Rubai türünün son ustalarındandır.
BAŞLICA ESERLERİ:
ŞİİR: Bir Bayrak Rüzgar Bekliyor, Kökler ve Dallar, Dualar ve Aminler

KEMALETTİN KAMU (1901-1948)
Vatan sevgisini, aşk, gurbet ve doğa sevgisini işlediği şiirleriyle tanınır.
“Bingöl Çobanları” adlı pastoral şiiri oldukça ünlüdür.
ESERLERİ
ŞİİR: Gurbet, Bingöl Çobanları


ZEKİ ÖMER DEFNE (1903-1992)
Anadolu'yu şiirlerinin ana teması olarak aldı.
Yurt güzellemeleriyle tanındı. Yazdığı yurt güzellemeleri şiirlerinde Erzurum, Eğin, Ilgaz, Isparta, Bursa, İstanbul, Konya illerini çeşitli özellikleriyle tanıttı.
ŞİİR: Denizden Çalınmış Ülke, Sessiz Nehir, Kardelenler

BEŞ HECECİLER
Milli edebiyat akımından etkilenmiş ve şiirlerinde hece veznini kullanmışlardır.
İlk şiirlerinde aruz veznini kullanmışlar daha sonra heceye geçmişlerdir.
Halk şiiri geleneğinden faydalanmışlardır.
Şiirde sade ve özentisiz olmayı ve süsten uzak olmayı tercih etmişlerdir.
Şiirde memleket sevgisi, yurdun güzellikleri, kahramanlıklar ve yiğitlik gibi temaları işlemişlerdir.
Beş hececiler şu sanatçılardan oluşmuştur: Faruk Nafiz Çamlıbel, Yusuf Ziya Ortaç, Enis Behiç Koryürek, Halit Fahri Ozansoy, Orhan Seyfi Orhon (FEYHO)

FARUK NAFİZ ÇAMLIBEL (1898–1973)
Beş hececilerin en güçlü temsilcisidir.
Anadolu’yu gerçek anlamda şiire konu edinen ilk sanatçımızdır.
Şiirlerinde Anadolu’yu ve memleket sevgisini anlatır. Anadolu’yu karış karış gezerek tanığı dönemdeki şiirlerinde derin bir memleket sevgisi görülür.
Söz sanatlarına yer veren güçlü bir üslubu vardır.
Nesir alanında da önemli eserler vermiştir.
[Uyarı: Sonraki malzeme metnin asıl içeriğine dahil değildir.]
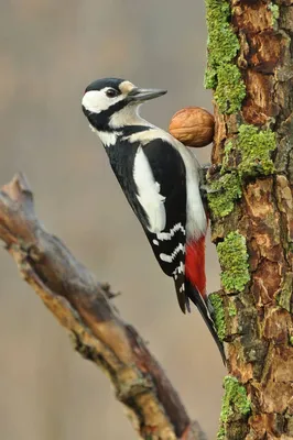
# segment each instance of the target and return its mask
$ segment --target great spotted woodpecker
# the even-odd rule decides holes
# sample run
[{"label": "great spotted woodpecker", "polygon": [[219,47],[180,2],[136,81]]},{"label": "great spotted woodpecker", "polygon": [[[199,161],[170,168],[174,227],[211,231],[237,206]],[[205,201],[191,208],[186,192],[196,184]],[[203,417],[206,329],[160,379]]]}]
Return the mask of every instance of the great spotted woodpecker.
[{"label": "great spotted woodpecker", "polygon": [[98,79],[85,90],[83,111],[160,266],[175,282],[182,311],[189,311],[189,299],[196,305],[225,359],[206,295],[199,164],[186,146],[139,114],[144,101],[164,94],[123,79]]}]

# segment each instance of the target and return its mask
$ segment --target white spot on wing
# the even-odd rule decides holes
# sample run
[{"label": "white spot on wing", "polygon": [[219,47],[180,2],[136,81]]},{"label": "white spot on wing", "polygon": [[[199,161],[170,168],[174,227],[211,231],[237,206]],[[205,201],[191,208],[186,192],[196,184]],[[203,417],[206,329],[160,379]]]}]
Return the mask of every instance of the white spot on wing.
[{"label": "white spot on wing", "polygon": [[172,263],[173,260],[175,258],[175,256],[180,253],[180,251],[182,251],[183,253],[185,253],[185,245],[180,243],[174,251],[172,252],[171,255],[167,254],[160,254],[160,258],[166,263]]},{"label": "white spot on wing", "polygon": [[199,193],[199,164],[192,151],[175,140],[164,130],[154,127],[142,133],[134,133],[128,136],[130,142],[140,141],[142,145],[148,144],[154,139],[161,139],[172,145],[181,155],[186,169],[186,196],[187,196],[187,239],[199,239],[206,233],[207,219]]},{"label": "white spot on wing", "polygon": [[182,226],[182,223],[176,223],[173,228],[171,228],[170,232],[159,232],[156,237],[161,241],[171,240],[175,235],[175,232],[177,231],[182,231],[183,234],[185,235],[185,229]]},{"label": "white spot on wing", "polygon": [[149,219],[149,231],[158,233],[165,228],[165,197],[160,194],[160,184],[154,180],[150,163],[139,146],[133,166],[133,178],[138,187],[138,200]]},{"label": "white spot on wing", "polygon": [[175,276],[177,276],[176,274],[184,274],[185,273],[185,265],[183,262],[180,262],[180,265],[175,268],[175,271],[173,272],[173,274]]}]

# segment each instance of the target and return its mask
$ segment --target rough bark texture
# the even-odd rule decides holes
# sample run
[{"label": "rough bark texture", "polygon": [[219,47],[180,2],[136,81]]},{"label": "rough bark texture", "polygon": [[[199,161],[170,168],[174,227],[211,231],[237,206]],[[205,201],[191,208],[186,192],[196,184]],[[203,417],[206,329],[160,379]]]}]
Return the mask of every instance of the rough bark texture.
[{"label": "rough bark texture", "polygon": [[293,0],[206,4],[213,302],[229,372],[218,438],[293,439]]},{"label": "rough bark texture", "polygon": [[140,438],[204,440],[163,370],[95,276],[37,220],[23,176],[0,191],[0,239],[22,277],[70,333],[75,349],[110,378]]}]

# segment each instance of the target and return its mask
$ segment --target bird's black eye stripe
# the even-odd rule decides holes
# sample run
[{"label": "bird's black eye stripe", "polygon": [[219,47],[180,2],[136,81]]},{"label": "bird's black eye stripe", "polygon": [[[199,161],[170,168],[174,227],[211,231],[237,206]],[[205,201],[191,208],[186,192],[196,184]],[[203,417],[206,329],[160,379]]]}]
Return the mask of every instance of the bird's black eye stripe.
[{"label": "bird's black eye stripe", "polygon": [[118,96],[118,91],[115,90],[115,89],[108,89],[108,90],[106,91],[106,95],[107,95],[108,98],[115,98],[115,97]]}]

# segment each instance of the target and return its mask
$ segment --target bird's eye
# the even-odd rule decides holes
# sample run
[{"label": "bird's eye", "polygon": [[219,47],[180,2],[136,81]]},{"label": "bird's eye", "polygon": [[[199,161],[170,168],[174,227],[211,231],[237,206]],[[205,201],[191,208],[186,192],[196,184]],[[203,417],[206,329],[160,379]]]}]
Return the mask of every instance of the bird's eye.
[{"label": "bird's eye", "polygon": [[115,98],[118,95],[118,91],[115,90],[115,89],[108,89],[106,91],[106,95],[107,95],[108,98]]}]

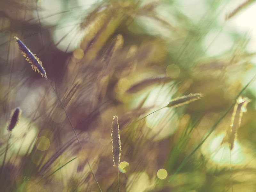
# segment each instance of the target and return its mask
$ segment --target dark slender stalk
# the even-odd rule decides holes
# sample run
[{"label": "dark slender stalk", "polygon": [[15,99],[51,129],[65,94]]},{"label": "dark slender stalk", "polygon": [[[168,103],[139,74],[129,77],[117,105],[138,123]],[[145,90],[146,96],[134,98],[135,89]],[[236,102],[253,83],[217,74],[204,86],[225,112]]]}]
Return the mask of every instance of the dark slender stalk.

Tiyatroları da oldukça başarılıdır
Han Duvarları, Çoban Çeşmesi ve Sanat şiirleri meşhurdur.
ŞİİR: Han Duvarları (Anadolu’ya yönelişi en güzel şekilde ortaya koyan şiirleri) , Dinle Neyden,
Çoban Çeşmesi, Gönülden Gönüle, Bir Ömür Böyle Geçti, Elimle Seçtiklerim, Heyecan ve Sükûn
OYUN: Özyurt, Canavar, Akın, Kahraman

ENİS BEHİÇ KORYÜREK (1892 - 1949)
Türk denizciliğinin destanlaşan şairi olarak bilinir.
Eski Korsan Hikâyeleri adlı eseriyle meşhur oldu.
ŞİİR: Güneşin Ölümü, Varidat-ı Süleyman, Miras
HATIRA Geçsin günler, haftalar, Aylar, mevsimler, yıllar... Zaman sanki bir rüzgâr Ve bir su gibi aksın...
Sen gözlerimde bir renk Kulaklarımda bir ses Ve içimde bir nefes Olarak kalacaksın... Enis Behiç Koryürek

YUSUF ZİYA ORTAÇ (1895–1967)
Mizah türünde şiir ve yazılarıyla tanınmıştır.
Akbaba adlı mizah dergisini Orhan Seyfi ile beraber çıkarmıştır.
ŞİİR: Akından Akına, Cenk Ufukları, Bir Rüzgâr Esti, Yanardağ, Âşıklar Yolu
OYUN: Binnaz (Lale devrindeki tarihi bir olayı anlatır. )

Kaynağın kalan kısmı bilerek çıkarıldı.